# Modding the Patriot RDA



## blujeenz (4/11/15)

It is overall a good quality build, proper SS not some chrome plated brass, but it was designed as a MTL device only, 2 small 1mm dia airholes, no air control and a slightly choked 4mm dia driptip.
Mine pictured was a dirt cheap specimen, probably factory 2nds.



I whipped out the trusty dremel and carved what I thought would serve as vortex inducing passages in the driptip. If I could have grooved the roof of the bell I would have, but it might have made a mess so I left it well alone other than a mild rounding over of the edge.
The tiny 1mm holes in the side were drilled out with a 2.5mm bit, and elongated to induce air flow spin. The oem coils and wick were tossed and I wrapped my own dual #30's at 1.6ohm to give a final 0.8ohm atty.
The driptip was clamped in a bit of wood and the bore enlarged to 5mm dia.
I used my finger to check for any sharp or loose metal burrs from the drilling and washed everything out.

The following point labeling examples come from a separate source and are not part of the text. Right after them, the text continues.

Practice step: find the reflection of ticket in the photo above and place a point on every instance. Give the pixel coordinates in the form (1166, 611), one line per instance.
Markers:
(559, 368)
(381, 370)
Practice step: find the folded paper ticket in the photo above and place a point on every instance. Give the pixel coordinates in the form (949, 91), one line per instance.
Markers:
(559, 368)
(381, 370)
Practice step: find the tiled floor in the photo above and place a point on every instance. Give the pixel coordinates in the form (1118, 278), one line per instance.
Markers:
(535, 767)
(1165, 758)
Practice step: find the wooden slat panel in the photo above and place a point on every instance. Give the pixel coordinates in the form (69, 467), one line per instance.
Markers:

Im a noob and this is how I wicked, there may be better ways but Im not a big fan of the general trend of stuffing in enough cotton to make a duvet. The fluted brass screws are a nice touch, no scratching around for a mini star screwdriver.



Filled with juice and away we go.




I didnt count the number of hits but round about the 10~15 range I started tasting cotton.
It also allowed me to see if the wicks were drawing evenly, they werent and one needed to be rewicked as it was too tight.



That right there is what burnt cotton looks like. 

My experience with RDA's is very limited at this stage, but I really dig the fluted screws and the spacious well. The vape is cool with a lot of condensation on the inside walls, most likely due to the thin walls.

The Patriot was fired by my trusty SVD with 9watts being a decent power area for this coil config.

Reactions: Like 3


----------



## kev mac (5/11/15)

blujeenz said:


> It is overall a good quality build, proper SS not some chrome plated brass, but it was designed as a MTL device only, 2 small 1mm dia airholes, no air control and a slightly choked 4mm dia driptip.
> Mine pictured was a dirt cheap specimen, probably factory 2nds.
> View attachment 38474
> 
> ...


I've had one for a while and I find it to be a decent little atty.glad you're enjoying it.

Reactions: Agree 1


----------



## Alex (5/11/15)

Very creative work there @blujeenz

Reactions: Thanks 1


----------